If you want to use a method that does not require as much analysis...

$\displaystyle \displaystyle \cos{2\theta} = \frac{\sqrt{3}}{2}$

$\displaystyle \displaystyle 2\theta = \{30^{\circ}, 360^{\circ} - 30^{\circ}\} + 360^{\circ}n$ where $\displaystyle \displaystyle n$ is an integer

$\displaystyle \displaystyle 2\theta = \{30^{\circ}, 330^{\circ}\} + 360^{\circ}n$

$\displaystyle \displaystyle \theta = \{15^{\circ}, 165^{\circ}\} + 180^{\circ}n$.

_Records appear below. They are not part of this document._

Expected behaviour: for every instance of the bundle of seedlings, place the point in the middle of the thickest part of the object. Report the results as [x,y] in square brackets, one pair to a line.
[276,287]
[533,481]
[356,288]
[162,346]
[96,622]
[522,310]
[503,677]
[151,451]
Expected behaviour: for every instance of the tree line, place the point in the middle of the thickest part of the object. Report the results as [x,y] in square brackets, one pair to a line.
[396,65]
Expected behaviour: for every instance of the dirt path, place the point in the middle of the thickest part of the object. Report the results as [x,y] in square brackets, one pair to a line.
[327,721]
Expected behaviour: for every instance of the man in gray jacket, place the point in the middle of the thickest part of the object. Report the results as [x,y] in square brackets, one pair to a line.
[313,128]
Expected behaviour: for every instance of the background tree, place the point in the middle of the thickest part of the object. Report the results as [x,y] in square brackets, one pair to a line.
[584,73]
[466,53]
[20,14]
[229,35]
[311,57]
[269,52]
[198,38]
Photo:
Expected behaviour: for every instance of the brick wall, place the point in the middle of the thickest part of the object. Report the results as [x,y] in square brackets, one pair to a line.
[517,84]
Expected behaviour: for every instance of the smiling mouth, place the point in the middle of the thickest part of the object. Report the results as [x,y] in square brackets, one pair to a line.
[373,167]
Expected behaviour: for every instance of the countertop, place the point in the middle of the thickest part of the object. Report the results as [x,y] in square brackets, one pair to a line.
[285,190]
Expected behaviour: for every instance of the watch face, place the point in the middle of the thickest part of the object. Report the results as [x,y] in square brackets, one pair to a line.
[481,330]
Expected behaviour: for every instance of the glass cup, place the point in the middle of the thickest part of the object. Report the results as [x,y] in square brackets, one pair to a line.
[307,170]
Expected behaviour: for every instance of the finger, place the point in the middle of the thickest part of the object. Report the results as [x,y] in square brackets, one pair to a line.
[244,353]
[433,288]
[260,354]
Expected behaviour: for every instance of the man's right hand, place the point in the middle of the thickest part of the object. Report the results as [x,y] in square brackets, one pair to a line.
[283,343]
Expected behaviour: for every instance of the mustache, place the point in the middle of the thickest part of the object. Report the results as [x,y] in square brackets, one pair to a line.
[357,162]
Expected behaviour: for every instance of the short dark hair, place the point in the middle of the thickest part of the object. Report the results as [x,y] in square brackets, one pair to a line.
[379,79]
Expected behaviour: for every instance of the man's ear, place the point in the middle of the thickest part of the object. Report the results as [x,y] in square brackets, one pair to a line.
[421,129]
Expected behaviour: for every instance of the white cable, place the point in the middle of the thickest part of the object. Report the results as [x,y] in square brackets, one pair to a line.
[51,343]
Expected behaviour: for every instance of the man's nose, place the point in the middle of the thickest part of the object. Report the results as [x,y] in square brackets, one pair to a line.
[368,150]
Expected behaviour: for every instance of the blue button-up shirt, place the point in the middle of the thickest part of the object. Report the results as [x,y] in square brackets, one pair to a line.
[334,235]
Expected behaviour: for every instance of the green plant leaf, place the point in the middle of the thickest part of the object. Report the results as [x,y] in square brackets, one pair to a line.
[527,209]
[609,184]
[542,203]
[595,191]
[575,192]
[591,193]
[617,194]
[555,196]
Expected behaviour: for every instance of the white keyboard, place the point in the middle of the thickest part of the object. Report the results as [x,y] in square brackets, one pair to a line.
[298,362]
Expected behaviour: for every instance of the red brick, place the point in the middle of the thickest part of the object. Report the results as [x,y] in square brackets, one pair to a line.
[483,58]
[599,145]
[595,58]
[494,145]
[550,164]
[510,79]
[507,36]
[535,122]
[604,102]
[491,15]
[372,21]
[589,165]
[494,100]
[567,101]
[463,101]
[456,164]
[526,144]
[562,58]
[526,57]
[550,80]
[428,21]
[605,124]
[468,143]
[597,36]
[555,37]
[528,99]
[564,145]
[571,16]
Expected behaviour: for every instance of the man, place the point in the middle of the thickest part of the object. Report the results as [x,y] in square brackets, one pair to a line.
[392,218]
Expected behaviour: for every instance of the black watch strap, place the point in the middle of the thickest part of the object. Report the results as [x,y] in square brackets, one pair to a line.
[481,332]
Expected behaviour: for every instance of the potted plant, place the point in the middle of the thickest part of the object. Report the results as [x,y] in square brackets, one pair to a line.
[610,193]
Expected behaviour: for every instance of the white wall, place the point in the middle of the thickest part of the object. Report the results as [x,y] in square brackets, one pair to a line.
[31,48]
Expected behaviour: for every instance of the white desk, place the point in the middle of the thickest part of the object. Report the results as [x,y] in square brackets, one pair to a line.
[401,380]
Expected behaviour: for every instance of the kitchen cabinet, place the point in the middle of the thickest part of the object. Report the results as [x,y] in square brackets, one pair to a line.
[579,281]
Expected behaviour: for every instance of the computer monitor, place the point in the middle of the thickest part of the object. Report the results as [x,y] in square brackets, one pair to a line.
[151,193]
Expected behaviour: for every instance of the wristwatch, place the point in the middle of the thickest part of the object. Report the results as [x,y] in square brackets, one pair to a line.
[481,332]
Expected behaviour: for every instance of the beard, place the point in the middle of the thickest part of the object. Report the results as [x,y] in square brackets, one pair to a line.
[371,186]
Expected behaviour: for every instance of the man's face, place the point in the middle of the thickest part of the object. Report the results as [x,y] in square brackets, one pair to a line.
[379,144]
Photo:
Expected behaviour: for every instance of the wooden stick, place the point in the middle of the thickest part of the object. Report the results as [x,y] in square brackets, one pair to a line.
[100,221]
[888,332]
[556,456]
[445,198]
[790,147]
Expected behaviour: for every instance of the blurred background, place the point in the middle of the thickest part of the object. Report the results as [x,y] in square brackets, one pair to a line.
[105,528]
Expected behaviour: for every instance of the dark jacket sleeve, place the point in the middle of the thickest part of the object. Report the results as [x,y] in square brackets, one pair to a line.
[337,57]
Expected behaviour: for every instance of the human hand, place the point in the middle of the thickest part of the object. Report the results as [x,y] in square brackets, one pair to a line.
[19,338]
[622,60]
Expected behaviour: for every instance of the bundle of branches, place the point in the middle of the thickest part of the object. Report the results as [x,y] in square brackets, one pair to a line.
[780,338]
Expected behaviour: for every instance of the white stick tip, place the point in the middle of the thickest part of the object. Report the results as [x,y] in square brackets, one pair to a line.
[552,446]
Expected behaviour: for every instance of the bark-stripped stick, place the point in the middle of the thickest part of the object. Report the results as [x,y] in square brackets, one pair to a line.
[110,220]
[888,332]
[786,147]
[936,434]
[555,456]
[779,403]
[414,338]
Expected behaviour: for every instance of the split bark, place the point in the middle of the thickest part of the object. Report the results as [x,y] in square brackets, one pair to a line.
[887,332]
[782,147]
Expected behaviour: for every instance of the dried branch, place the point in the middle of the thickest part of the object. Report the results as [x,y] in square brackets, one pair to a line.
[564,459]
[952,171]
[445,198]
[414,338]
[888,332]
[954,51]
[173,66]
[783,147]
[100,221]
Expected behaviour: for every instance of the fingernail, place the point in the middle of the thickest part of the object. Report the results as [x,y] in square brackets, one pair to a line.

So the solutions in the domain $\displaystyle \displaystyle [0, 360]$ are

$\displaystyle \displaystyle \{15^{\circ}, 165^{\circ}, 195^{\circ}, 345^{\circ}\}$.
• Nov 10th 2010, 01:26 PM
Prove It
Quote:

Originally Posted by idunit14
need help solving

If you want to use a method that does not require as much analysis...

$\displaystyle \displaystyle \cos{2\theta} = \frac{\sqrt{3}}{2}$

$\displaystyle \displaystyle 2\theta = \{30^{\circ}, 360^{\circ} - 30^{\circ}\} + 360^{\circ}n$ where $\displaystyle \displaystyle n$ is an integer

$\displaystyle \displaystyle 2\theta = \{30^{\circ}, 330^{\circ}\} + 360^{\circ}n$

$\displaystyle \displaystyle \theta = \{15^{\circ}, 165^{\circ}\} + 180^{\circ}n$.

So the solutions in the domain $\displaystyle \displaystyle [0, 360]$ are

$\displaystyle \displaystyle \{15^{\circ}, 165^{\circ}, 195^{\circ}, 345^{\circ}\}$.